Another possible explanation comes from differences between white fat and brown fat. White fat is the fat you see padding the body near the surface. It makes up 90 percent of total body fat. Brown fat, which makes up the other ten percent, is located deeper in the body, primarily within the upper back, around the nape of the neck, the armpits, between the shoulder blades and deep in the chest cavity. Brown fat primarily burns calories, whereas white fat stores calories. Some over-fat people either have less brown fat, or what brown fat they have is not as easily triggered into fat burning, so they tend to store fat rather than burn fat.
The fat cell theory. You may have heard that a person is destined to become lean or fat based on the accumulation of fat cells early in life. The fat cell theory states that during the first two years of life (considered to be one of the critical periods for fat cell development), there is normally an increase in fat cell number.
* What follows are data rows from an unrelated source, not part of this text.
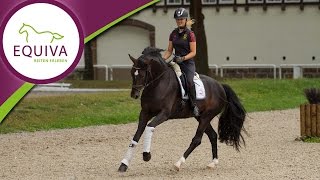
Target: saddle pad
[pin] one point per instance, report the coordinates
(200, 91)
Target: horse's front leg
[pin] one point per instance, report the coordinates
(143, 120)
(160, 118)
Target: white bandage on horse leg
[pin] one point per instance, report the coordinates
(147, 139)
(178, 164)
(176, 68)
(213, 164)
(129, 155)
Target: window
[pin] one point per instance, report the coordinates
(174, 2)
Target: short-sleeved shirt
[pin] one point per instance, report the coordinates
(181, 41)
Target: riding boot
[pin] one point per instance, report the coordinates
(192, 97)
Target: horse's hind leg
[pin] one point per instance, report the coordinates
(143, 120)
(196, 141)
(213, 137)
(160, 118)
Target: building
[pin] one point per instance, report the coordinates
(246, 38)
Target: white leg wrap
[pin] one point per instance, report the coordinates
(129, 155)
(213, 163)
(147, 139)
(176, 68)
(178, 164)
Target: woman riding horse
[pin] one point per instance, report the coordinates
(183, 41)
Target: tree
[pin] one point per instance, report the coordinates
(88, 62)
(201, 58)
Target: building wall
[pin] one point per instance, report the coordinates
(114, 45)
(269, 35)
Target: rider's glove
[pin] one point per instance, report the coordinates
(179, 59)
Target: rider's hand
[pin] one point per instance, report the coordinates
(179, 59)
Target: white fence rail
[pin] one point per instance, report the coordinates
(109, 69)
(294, 66)
(245, 66)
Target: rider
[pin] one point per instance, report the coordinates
(183, 40)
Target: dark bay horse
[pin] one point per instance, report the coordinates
(161, 100)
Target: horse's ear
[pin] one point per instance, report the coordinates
(133, 59)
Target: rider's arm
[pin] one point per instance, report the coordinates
(193, 51)
(169, 51)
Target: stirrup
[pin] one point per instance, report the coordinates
(196, 111)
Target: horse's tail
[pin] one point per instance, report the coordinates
(231, 120)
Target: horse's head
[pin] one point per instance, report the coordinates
(23, 28)
(145, 69)
(139, 72)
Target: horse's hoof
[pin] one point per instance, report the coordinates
(177, 166)
(213, 164)
(146, 156)
(123, 168)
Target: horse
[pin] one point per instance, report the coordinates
(45, 36)
(162, 100)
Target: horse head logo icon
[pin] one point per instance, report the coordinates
(31, 33)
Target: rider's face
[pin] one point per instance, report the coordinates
(181, 22)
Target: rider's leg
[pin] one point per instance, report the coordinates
(189, 69)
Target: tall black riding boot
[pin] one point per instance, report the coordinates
(192, 96)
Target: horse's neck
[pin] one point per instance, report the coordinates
(161, 76)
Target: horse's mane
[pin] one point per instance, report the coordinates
(154, 53)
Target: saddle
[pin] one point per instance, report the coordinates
(182, 79)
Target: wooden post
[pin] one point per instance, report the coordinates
(318, 120)
(308, 120)
(302, 120)
(313, 120)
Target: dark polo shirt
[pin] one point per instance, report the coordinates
(181, 41)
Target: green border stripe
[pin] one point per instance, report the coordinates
(93, 35)
(14, 99)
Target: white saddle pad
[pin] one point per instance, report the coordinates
(200, 90)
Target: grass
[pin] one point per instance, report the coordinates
(80, 110)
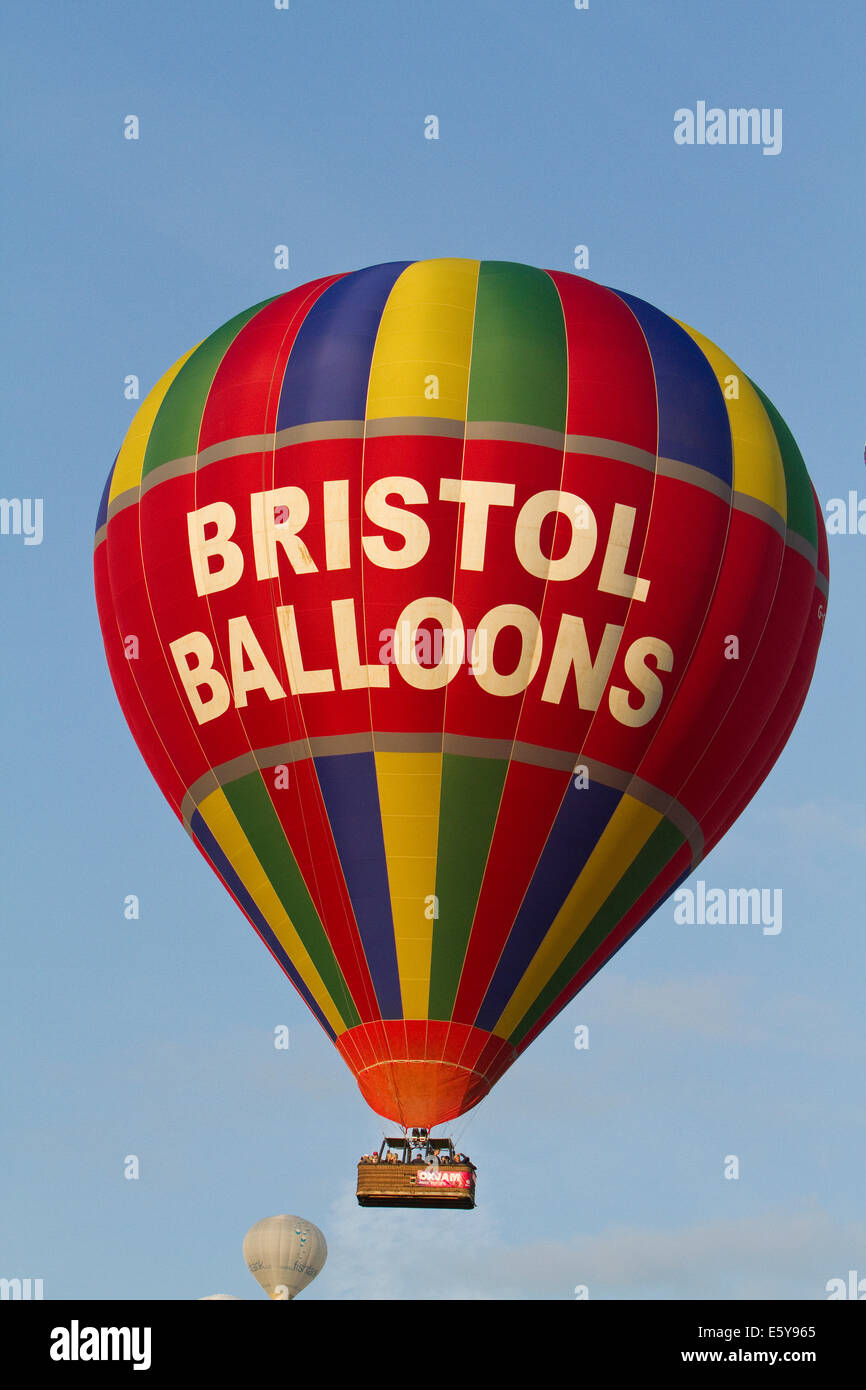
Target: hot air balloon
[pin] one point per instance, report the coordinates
(458, 608)
(284, 1254)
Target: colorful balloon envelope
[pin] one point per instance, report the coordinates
(458, 608)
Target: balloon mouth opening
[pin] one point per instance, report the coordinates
(421, 1094)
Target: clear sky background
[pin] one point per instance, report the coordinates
(154, 1037)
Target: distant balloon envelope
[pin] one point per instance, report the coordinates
(284, 1254)
(458, 609)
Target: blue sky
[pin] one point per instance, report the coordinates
(154, 1037)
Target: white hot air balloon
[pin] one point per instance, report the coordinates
(284, 1254)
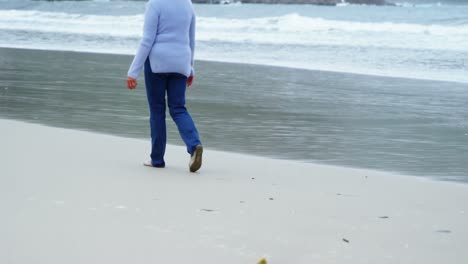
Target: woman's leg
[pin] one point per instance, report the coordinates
(177, 84)
(156, 92)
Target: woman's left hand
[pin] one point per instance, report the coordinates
(131, 83)
(190, 80)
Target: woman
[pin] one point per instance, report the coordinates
(166, 51)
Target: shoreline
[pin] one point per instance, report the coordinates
(253, 64)
(245, 154)
(90, 95)
(87, 196)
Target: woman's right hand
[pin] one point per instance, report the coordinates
(131, 83)
(190, 80)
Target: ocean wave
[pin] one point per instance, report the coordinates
(290, 29)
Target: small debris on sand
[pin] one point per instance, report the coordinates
(207, 210)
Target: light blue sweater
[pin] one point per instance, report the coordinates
(168, 38)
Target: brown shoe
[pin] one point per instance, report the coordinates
(196, 159)
(149, 163)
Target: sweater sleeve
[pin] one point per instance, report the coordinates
(150, 29)
(192, 42)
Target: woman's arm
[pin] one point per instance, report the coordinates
(150, 30)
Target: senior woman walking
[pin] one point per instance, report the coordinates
(166, 51)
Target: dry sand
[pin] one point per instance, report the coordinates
(70, 196)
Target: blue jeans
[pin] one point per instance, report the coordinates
(175, 84)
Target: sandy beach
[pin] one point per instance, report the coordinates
(69, 196)
(408, 126)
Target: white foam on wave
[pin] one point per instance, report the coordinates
(291, 29)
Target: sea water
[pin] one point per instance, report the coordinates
(415, 126)
(420, 39)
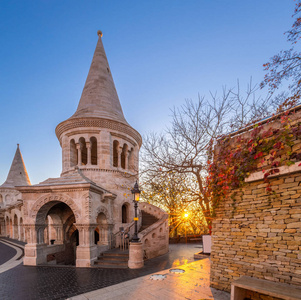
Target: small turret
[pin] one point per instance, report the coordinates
(97, 138)
(17, 175)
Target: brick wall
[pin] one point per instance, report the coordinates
(259, 235)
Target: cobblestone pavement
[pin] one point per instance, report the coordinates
(6, 253)
(55, 282)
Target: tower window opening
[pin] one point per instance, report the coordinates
(124, 157)
(73, 154)
(115, 153)
(93, 142)
(83, 149)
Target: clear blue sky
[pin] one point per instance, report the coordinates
(161, 52)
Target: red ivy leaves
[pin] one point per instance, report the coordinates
(238, 157)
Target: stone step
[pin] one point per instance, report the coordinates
(113, 258)
(110, 267)
(111, 263)
(115, 254)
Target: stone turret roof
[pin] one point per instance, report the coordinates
(99, 97)
(17, 175)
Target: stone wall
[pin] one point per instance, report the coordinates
(259, 235)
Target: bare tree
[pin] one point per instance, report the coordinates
(186, 147)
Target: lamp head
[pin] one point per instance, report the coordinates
(136, 192)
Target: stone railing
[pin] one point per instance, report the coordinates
(155, 237)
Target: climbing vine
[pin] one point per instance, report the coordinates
(264, 147)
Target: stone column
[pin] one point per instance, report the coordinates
(119, 150)
(34, 253)
(86, 251)
(136, 256)
(126, 163)
(59, 233)
(88, 145)
(79, 154)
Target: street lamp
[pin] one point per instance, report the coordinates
(136, 192)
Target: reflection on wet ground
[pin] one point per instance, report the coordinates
(24, 282)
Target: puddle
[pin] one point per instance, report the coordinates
(177, 271)
(157, 277)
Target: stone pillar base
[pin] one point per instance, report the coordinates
(34, 254)
(136, 256)
(85, 256)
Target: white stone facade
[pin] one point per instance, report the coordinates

Other spurts in the number of fat cells come in middle childhood, around seven years of age, and again during adolescence. After a person is finished growing and reaches adulthood, the number of fat cells remains constant. The sizes of these cells may change, but they will not decrease in number. Thus someone who is overnourished in childhood (or genetically programmed to grow more fat cells), will have an excess number of fat cells, making it more difficult to control his weight as an adult. While there may be some truth to this fat cell theory (one of the reasons we stress the importance of raising a lean child), new insights suggest that neither the number nor the size of the fat cells is genetically fixed or set for life. It is certainly possible for previously overfat children or adults to become lean for the rest of their lives.
Senior fat. As you age your body tends to gain fat. The good news is that this happens only if you let it. One of the reasons why there is more fat in an older body is that people at retirement age may actually have 25 percent less muscle mass than they did in their twenties, especially males. Since muscle burns calories, a 60-year-old person eating the same number of calories as he did in his twenties is going to get fat. Add to this the fact that an older person may not be as active or as able to exercise. Exercising more and eating more wisely will combat this trend, and often by the time a person is sixty years of age, they are more motivated to watch what they eat in order to avoid disease. Unfortunately, many people don’t discover the nutrition-disease connection until they’ve already gotten a disease. As a tribute to the wisdom of the aging body, most persons in their sixties can simply not “stomach” the quantity of junkfood that make up the diet of most young folk. The key to having an older, yet healthier, body is acquiring nutritional wisdom when you are younger.